Recombination hotspot

Recombination hotspots are regions in a genome that exhibit elevated rates of recombination relative to a neutral expectation. The recombination rate within hotspots can be hundreds of times that of the surrounding region.[1] Recombination hotspots result from higher DNA break formation in these regions, and apply to both mitotic and meiotic cells. This appellation can refer to recombination events resulting from the uneven distribution of programmed meiotic double-strand breaks.[2]

Meiotic recombination

Meiotic recombination through crossing over is thought to be a mechanism by which a cell promotes correct segregation of homologous chromosomes and repair of DNA damages. Crossing over requires a DNA double-stranded break followed by strand invasion of the homolog and subsequent repair.[3] Initiation sites for recombination are usually identified by mapping crossing over events through pedigree analysis or through analysis of linkage disequilibrium. Linkage disequilibrium has identified more than 30,000 hotspots within the human genome.[3] In humans, the average number of crossover recombination events per hotspot is one crossover per 1,300 meioses, and the most extreme hotspot has a crossover frequency of one per 110 meioses.[4]

Genomic rearrangements

Recombination can also occur due to errors in DNA replication that lead to genomic rearrangements. These events are often associated with pathology. However, genomic rearrangement is also thought to be a driving force in evolutionary development as it gives rise to novel gene combinations.[5] Recombination hotspots may arise from the interaction of the following selective forces: the benefit of driving genetic diversity through genomic rearrangement coupled with selection acting to maintain favorable gene combinations.[6]

Initiation sites

DNA contains "fragile sites" within the sequence that are more prone to recombination.

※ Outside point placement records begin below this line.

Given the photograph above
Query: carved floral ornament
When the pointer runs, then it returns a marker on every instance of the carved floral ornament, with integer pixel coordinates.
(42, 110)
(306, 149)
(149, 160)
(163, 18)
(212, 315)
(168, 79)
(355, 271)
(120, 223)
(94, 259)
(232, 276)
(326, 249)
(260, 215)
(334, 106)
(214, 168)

These fragile sites are associated with the following trinucleotide repeats: CGG-CCG, GAG-CTG, GAA-TTC, and GCN-NGC.[5] These fragile sites are conserved in mammals and in yeast, suggesting that the instability is caused by something inherent to the molecular structure of DNA and is associated with DNA-repeat instability.[5] These fragile sites are thought to form hairpin structures on the lagging strand during replication from single-stranded DNA base-pairing with itself in the trinucleotide repeat region.[5] These hairpin structures cause DNA breaks that lead to a higher frequency of recombination at these sites.[5]

Recombination hotspots are also thought to arise due to higher-order chromosome structure that make some areas of the chromosome more accessible to recombination than others.[6] A double stranded-break initiation site was identified in mice and yeast, located at a common chromatin feature: the trimethylation of lysine 4 of histone H3 (H3K4me3).[3]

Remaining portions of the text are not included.